Because Logistic Regression is based off of Linear Regression, it performs best with a linearly separable type of training set. However, our training data set has many categories and is not linearly separable, so I predict that the Random Forest Classifier will perform more accurately.

## Fit a LogisticRegression model and RandomForestClassifier model


#### Logistic Regression

In [23]:
# Create a Logistic Regression model
from sklearn.linear_model import LogisticRegression
classifier = LogisticRegression()
# Fit to training data
classifier.fit(X_dummies_train, y_label_train)
# Print model score
print(f"Training Data Score: {classifier.score(X_dummies_train, y_label_train)}")
print(f"Testing Data Score: {classifier.score(X_dummies_test, y_label_test)}")

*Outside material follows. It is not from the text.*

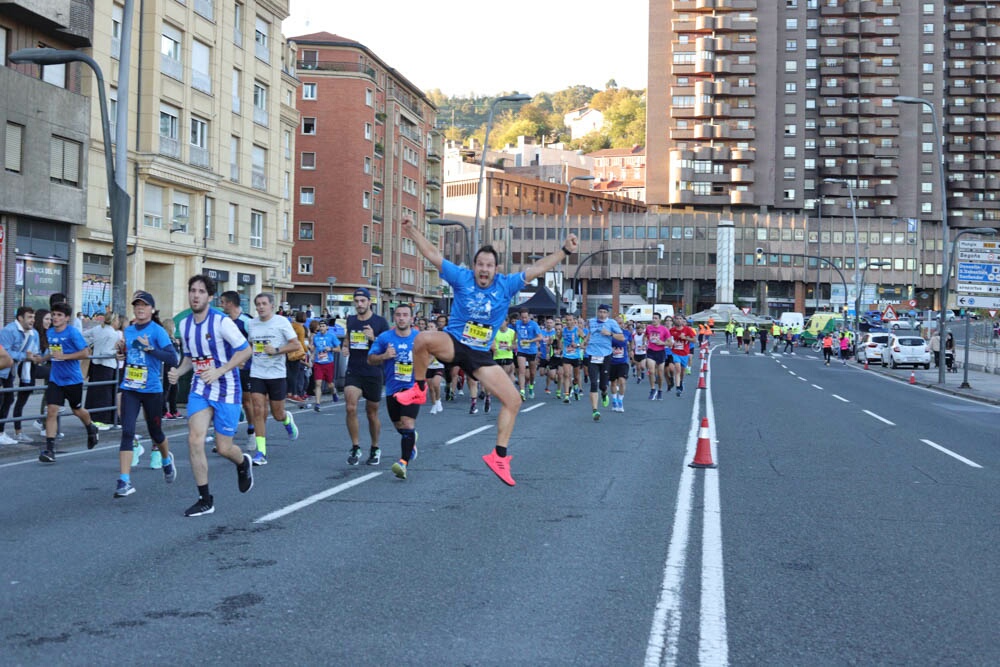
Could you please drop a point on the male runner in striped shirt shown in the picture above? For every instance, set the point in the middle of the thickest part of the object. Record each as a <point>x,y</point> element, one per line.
<point>214,348</point>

Training Data Score: 0.648440065681445
Testing Data Score: 0.5250957039557635


STOP: TOTAL NO. of ITERATIONS REACHED LIMIT.

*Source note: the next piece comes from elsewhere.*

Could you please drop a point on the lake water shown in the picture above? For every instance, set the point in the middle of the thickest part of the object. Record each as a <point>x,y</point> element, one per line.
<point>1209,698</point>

Increase the number of iterations (max_iter) or scale the data as shown in:
    https://scikit-learn.org/stable/modules/preprocessing.html
Please also refer to the documentation for alternative solver options:
    https://scikit-learn.org/stable/modules/linear_model.html#logistic-regression
  n_iter_i = _check_optimize_result(


#### Random Forest Classifier 

In [24]:
# Create a Random Forest Classifier model
from sklearn.ensemble import RandomForestClassifier
classifier = RandomForestClassifier()
# Fit to training data
classifier.fit(X_dummies_train, y_label_train)
# Print model score
print(f"Training Data Score: {classifier.score(X_dummies_train, y_label_train)}")
print(f"Testing Data Score: {classifier.score(X_dummies_test, y_label_test)}")

Training Data Score: 1.0
Testing Data Score: 0.6069757549978733


### Personal Prediction for Scaled Data 

I predict the LR scores will improve, but the RFC scores will not as this type of classifier is independent of feature scaling. 

In [29]:
# Scale data 
scaler = StandardScaler().fit(X_dummies_train)
X_train_scaled = scaler.transform(X_dummies_train)
X_test_scaled = scaler.transform(X_dummies_test)
scaled_LR = LogisticRegression().fit(X_train_scaled, y_label_train).score(X_test_scaled, y_label_test)
scaled_RFC = RandomForestClassifier().fit(X_train_scaled, y_label_train).score(X_test_scaled, y_label_test)
print(f' The new Logistic Regression test score is: {scaled_LR}')
print(f' The new Random Forest Classifier test score is: {scaled_RFC}')


STOP: TOTAL NO. of ITERATIONS REACHED LIMIT.

Increase the number of iterations (max_iter) or scale the data as shown in:
    https://scikit-learn.org/stable/modules/preprocessing.html
Please also refer to the documentation for alternative solver options:
    https://scikit-learn.org/stable/modules/linear_model.html#logistic-regression
  n_iter_i = _check_optimize_result(


 The new Logistic Regression test score is: 0.7203317737133135
 The new Random Forest Classifier test score is: 0.6135686941726924


#### Results: 

The Logistic Regression score improved with feature scaling as predicted, but the Random Forest Classifier also improved very slightly, and I was expecting no change. Perhaps it was due to combing the fit and score operations into one line rather than separate like I did pre-scaling (rounding differences).